Een ander extern lid van de commissie is advocaat Meindert Stelling uit Alphen aan de Rijn. Stelling werd in 2017 door het Hof van Discipline van het tableau geschrapt (hij mag geen advocaat meer zijn) omdat hij stelselmatig rechters, raadsheren en een officier van justitie beschuldigde van bedrog, misleiding en barbaarse immoraliteit. Zo zei Meindert Stelling in een strafzaak dat de advocaat-generaal in die strafzaak zich gedroeg als een ‘furchtbare Jurist onder het naziregime.’
Het volgende externe lid van de commissie, waar vraagtekens bij geplaatst kunnen worden is de heer mr. M. van Seventer, rechter bij de rechtbank Rotterdam en raadsheer-plaatsvervanger bij het gerechtshof Arnhem-Leeuwarden. Bij rechter Van Seventer tellen fundamentele waarborgen op een eerlijk proces niet, zoals recht op wederhoor, recht op inzage of afschrift van alle processtukken, recht op een onpartijdige en onafhankelijke beoordeling, recht op transparantie.
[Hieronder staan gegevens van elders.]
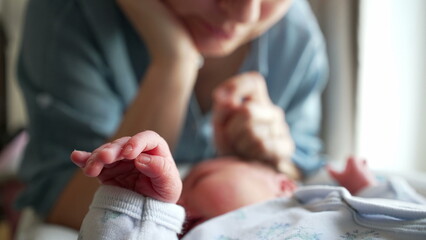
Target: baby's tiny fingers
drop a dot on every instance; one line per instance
(93, 168)
(111, 152)
(80, 158)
Dat Van Seventer als rechter niet wil inzien dat hij zich door ABP laat misbruiken, zet vele vraagtekens bij zijn functioneren in de rechterlijke macht. Immers, rechters dienen zich te realiseren dat het vervullen van een nevenfunctie gevolgen kan hebben voor een goede ambtsvervulling, de handhaving van onpartijdigheid en onafhankelijkheid en voor het vertrouwen in een onpartijdige rechtspraak, zo blijkt uit de Gedragscode rechterlijke macht. De schandelijke samenwerking tussen rechter Van Seventer en het ABP doet niet alleen afbreuk aan de rechten van rechtzoekende deelnemers, maar ondermijnt ook het vertrouwen in de onafhankelijke rechtspraak.
De rechtzoekende deelnemers vertrouwen erop dat zij een fair en eerlijk proces krijgen, omdat een rechter lid is van de commissie. Dat vertrouwen is misplaatst. Wanneer de commissie uw beroep heeft afgewezen, wat meestal gebeurt, dan is een rechtsgang naar de kantonrechter op voorhand vrijwel kansloos. ABP huurt de duurste advocaten in – de deelnemers betalen de rekening- en zal bij de rechter betogen dat ‘de onafhankelijke Commissie van Beroep als extern gezaghebbend orgaan’ eerder al uw claim heeft afgewezen. Daarmee staat ABP direct op een 1 – 0 voorsprong bij de rechter en is de kans groot, dat u daar ook aan het kortste einde trekt.